Out-Law News | 14 Jan 2014 | 4:10 pm | 2 min. read
Technology law specialist Luke Scanlon of Pinsent Masons, the law firm behind Out-Law.com, said that gathering and harnessing data on consumer habits has become a major goal for innovative businesses. He said that large companies may be attracted to buying smaller firms that have access to new types of data in the hope of combining that information with their own sources, gleaning better consumer insights and offering improved services as a result.
Scanlon was commenting after Google announced that it had agreed a deal to purchase Nest Labs (Nest), a business that manufacturers smart products for the home environment, for €3.2 billion.
"It goes without saying that more and more businesses are feeling the pressure to gain a competitive advantage by going beyond the assumptions that can be made about their customers based only on an analysis of data associated with the products or services which they traditionally supply," Scanlon said.
"Many of these businesses are looking to overcome this knowledge gap by moving forward with, and implementing data strategies that encompass cross-organisational data sharing arrangements. But there are associated legal and compliance risks with increased data sharing, particularly in relation to competition, intellectual property and data protection concerns," he said.
"The 'internet of things', as the media has labelled it, provides a new opportunity for many businesses to benefit from data to which traditionally they may not have had access to. Rather than navigating through the challenges that access to third party data can often present, it may be that more businesses see the value in acquiring technologies and businesses predominantly in order to enable access and act upon to a greater variety of data," Scanlon added.
In an announcement, Google said that it expects its acquisition of Nest to complete "in the next few months". The deal still requires formal regulatory approvals in the US.
Nest's signature product is the Nest Thermostat which regulates the temperature of users' homes in accordance with preferences previously selected by the user of the device. The company claims that users can save 20% on their heating bills by using the product.
"Nest’s founders, Tony Fadell and Matt Rogers, have built a tremendous team that we are excited to welcome into the Google family," Google chief executive Larry Page said in a statement. "They’re already delivering amazing products you can buy right now – thermostats that save energy and smoke/CO alarms that can help keep your family safe. We are excited to bring great experiences to more homes in more countries and fulfill their dreams!"
Nest is to continue to be run under the leadership of current chief executive Tony Fadell and will retain its own brand identity under the deal.

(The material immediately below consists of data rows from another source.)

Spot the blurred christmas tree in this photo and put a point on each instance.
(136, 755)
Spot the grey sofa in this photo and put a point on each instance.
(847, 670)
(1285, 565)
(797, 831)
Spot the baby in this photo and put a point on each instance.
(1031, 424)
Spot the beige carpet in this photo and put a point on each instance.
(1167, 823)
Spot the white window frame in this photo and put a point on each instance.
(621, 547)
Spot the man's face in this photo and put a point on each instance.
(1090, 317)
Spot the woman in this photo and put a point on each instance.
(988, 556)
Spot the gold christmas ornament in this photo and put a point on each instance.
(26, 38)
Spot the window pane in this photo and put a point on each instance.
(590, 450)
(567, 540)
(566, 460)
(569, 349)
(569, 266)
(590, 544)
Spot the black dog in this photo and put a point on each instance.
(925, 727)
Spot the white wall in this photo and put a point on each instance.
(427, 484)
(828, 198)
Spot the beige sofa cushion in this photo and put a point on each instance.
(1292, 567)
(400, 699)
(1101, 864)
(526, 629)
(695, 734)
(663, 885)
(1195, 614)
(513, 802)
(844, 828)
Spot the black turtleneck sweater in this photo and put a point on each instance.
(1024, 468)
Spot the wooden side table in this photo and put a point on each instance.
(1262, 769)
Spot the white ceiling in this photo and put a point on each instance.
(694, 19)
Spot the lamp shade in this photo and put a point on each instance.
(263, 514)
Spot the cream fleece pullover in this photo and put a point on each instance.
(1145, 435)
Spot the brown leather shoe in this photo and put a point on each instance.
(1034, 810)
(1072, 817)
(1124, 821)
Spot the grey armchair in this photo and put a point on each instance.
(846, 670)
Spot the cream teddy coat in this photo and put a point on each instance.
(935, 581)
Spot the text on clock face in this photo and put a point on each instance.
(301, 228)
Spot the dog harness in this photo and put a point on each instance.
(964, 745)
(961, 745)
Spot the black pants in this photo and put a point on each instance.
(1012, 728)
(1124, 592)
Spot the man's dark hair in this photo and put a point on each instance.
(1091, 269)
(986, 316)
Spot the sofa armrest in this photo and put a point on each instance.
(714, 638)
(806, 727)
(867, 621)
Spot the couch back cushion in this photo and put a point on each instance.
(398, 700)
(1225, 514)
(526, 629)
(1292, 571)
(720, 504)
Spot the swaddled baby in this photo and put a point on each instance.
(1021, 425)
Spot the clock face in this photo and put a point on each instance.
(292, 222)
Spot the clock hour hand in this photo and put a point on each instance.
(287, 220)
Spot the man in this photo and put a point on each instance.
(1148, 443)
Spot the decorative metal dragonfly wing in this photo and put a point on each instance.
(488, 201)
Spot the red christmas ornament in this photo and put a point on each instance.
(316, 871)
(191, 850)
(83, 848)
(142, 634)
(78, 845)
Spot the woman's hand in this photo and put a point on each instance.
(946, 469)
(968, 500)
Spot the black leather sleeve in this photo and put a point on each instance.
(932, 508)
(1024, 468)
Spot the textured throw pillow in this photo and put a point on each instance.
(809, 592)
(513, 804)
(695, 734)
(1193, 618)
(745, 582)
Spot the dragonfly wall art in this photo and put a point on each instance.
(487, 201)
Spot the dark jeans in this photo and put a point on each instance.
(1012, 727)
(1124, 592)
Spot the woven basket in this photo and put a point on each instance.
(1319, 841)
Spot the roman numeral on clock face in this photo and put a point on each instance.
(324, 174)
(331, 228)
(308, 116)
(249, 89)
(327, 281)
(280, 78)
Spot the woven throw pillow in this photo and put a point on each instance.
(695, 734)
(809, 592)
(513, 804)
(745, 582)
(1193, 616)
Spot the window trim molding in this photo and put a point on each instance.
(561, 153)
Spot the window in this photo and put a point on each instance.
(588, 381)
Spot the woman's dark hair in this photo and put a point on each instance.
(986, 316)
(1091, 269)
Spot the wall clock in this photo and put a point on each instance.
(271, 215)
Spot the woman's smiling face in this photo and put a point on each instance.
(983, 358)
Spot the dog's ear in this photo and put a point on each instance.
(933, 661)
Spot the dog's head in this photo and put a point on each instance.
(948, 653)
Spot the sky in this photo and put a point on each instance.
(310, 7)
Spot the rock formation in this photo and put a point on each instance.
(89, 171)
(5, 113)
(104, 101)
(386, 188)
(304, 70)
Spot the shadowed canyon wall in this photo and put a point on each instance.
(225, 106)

In a company blog, Fadell said that forming part of Google will allow Nest to develop its business faster than it could do alone.
"Google has the business resources, global scale and platform reach to accelerate Nest growth across hardware, software and services for the home globally," Fadell said. "And our company visions are well aligned – we both believe in letting technology do the hard work behind the scenes so people can get on with the things that matter in life. Google is committed to helping Nest make a difference and together, we can help save more energy and keep people safe in their homes."
"We will continue to reimagine and reinvent the unloved products that proliferate in our homes, just as we have since we started. We are simply going to get our products into the hands of people around the world – faster," he added.